Dalam pernyataan bersama, para menlu ASEAN mengulagi keprihatinan mereka, termasuk soal laporan kematian dan kekerasan. Namun, mereka berhenti menyerukan agar Myanmar membebaskan tahanan politik dan sebaliknya hanya menyatakan ”mendengar seruan” untuk membebaskan para tahanan. Ini mencerminkan betapa pekanya masalah tersebut, terutama karena prinsip non-intervensi ASEAN.
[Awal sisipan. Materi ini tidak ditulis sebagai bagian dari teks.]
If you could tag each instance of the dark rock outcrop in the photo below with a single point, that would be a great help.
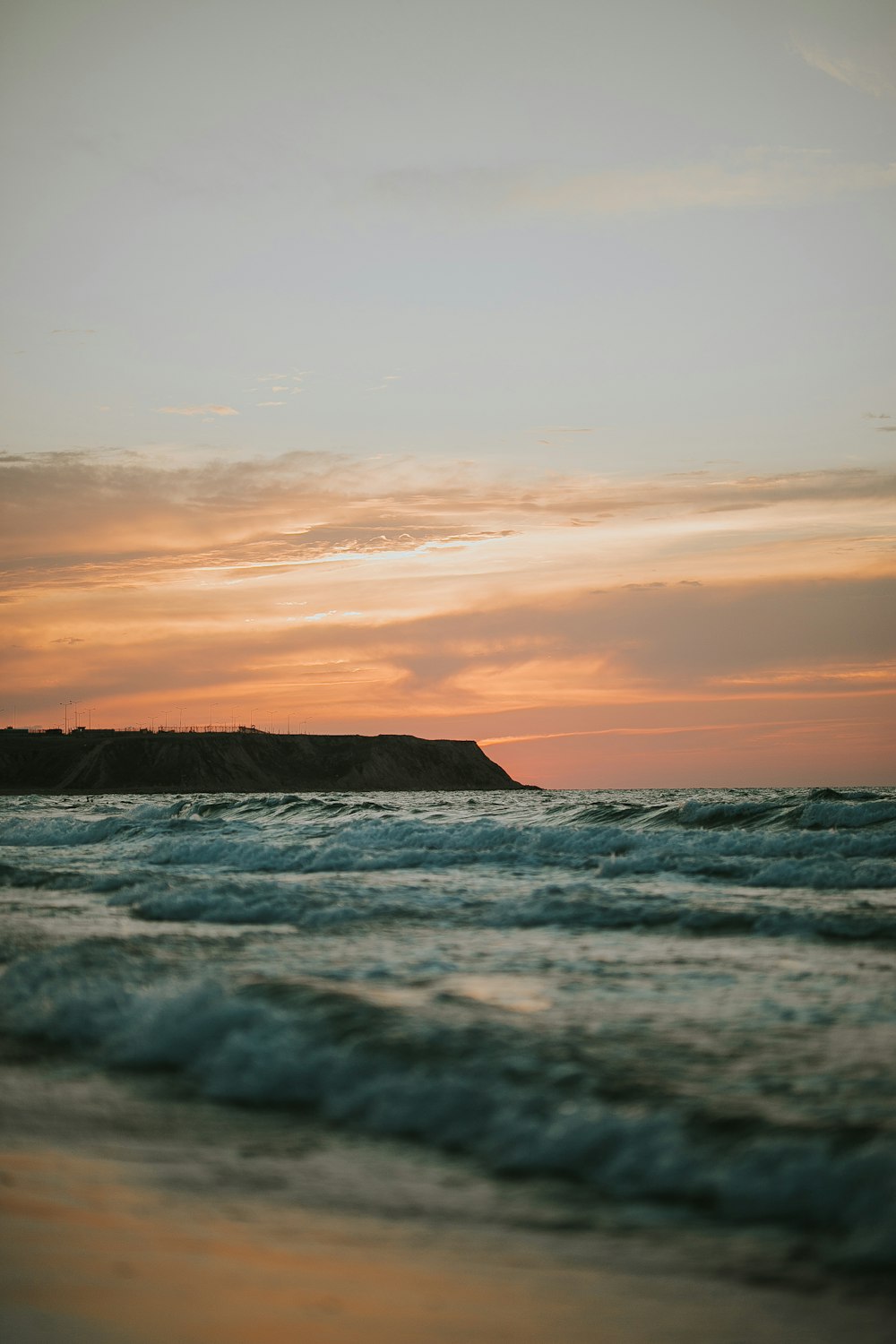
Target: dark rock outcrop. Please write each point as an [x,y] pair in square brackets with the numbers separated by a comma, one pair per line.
[239,762]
Seorang diplomat dari salah satu negara anggota ASEAN mengatakan, para menlu ASEAN sebenarnya sejak Senin (2/8/2021) telah sepakat memilih Erywan sebagai utusan khusus. Namun, mereka tidak bisa mengumumkan karena Myanmar belum menyetujuinya.
Melihat kedekatan pemimpin junta militer Jenderal Min Aung Hlaing dengan Perdana Menteri Thailand Prayuth Chan-ocha, Myanmar tampaknya lebih memilih calon dari Thailand sebagai utusan khusus. Namun, keluarnya nama Erywan, menurut diplomat yang tidak mau disebut namanya, menunjukkan pemimpin junta berharap mengandalkan dukungan negara-negara ASEAN untuk membentengi diri dari kecaman dunia internasional.
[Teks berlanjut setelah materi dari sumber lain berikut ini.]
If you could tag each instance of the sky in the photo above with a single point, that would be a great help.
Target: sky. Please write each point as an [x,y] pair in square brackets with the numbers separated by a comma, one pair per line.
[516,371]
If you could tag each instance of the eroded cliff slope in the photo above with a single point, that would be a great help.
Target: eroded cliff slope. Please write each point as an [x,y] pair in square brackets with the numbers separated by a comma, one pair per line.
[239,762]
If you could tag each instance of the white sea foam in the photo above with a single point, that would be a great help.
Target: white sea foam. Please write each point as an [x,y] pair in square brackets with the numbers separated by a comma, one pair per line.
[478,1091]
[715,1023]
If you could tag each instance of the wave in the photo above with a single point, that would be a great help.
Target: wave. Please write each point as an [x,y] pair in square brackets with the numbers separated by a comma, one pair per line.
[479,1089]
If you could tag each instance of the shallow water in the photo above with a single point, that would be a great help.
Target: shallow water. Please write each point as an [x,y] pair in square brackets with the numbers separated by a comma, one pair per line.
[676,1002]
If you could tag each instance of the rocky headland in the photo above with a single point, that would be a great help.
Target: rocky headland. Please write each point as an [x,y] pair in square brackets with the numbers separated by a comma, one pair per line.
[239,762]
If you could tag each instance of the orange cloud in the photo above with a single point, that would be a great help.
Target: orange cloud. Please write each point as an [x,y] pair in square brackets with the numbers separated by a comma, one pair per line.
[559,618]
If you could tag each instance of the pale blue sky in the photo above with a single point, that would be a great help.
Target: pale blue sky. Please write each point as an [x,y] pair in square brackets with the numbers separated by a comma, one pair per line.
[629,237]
Meski ada kesepakatan, ASEAN tidak bisa memastikan apakah Erywan bisa dengan mulus mengakses berbagai kelompok yang saling berhadapan di Myanmar. Tak hanya akses militer, tetapi juga akses terhadap pemimpin partai Liga Demokrasi Nasional (LND), Aung San Suu Kyi, yang masih ditahan dengan tuduhan mengimpor alat komunikasi, serta para pemimpin politik lainnya.
Tidak mengenal
Publik ASEAN tidak banyak mengenal kerja-kerja diplomasi Erywan selama berada di Kementerian Luar Negeri Brunei Darussalam.
Dikutip dari laman Universitas Swansea, Inggris, Erywan pernah mendalami bidang genetika terkait tanaman pangan di universitas tersebut dan meraih gelar master tahun 1991. Kinerjanya di bidang tanaman pangan dan hortikultura membuat dia didapuk menjadi penanggung jawab masalah pertanian ASEAN tahun 1994.
Tahun 2005, dia memulai aktivitas di Departemen Perdagangan Internasional di bawah Kementerian Luar Negeri dan Perdagangan Brunei Darussalam dan terlibat dalam negosiasi perjanjian kemitraan ekonomi Brunei-Jepang. Dia juga juga menjadi bagian dari tim negosiasi perjanjian perdagangan bebas ASEAN-Selandia Baru hingga tahun 2007. Setelah itu, dia dipercaya menjadi Sekretaris Tetap Kementerian Luar Negeri dan Perdagangan Brunei Darussalam.
Delapan tahun kemudian, tahun 2015, dia diangkat sebagai Menteri Kedua di Kementerian Luar Negeri dan Perdagangan Brunei Darussalam hingga sekarang. (AP)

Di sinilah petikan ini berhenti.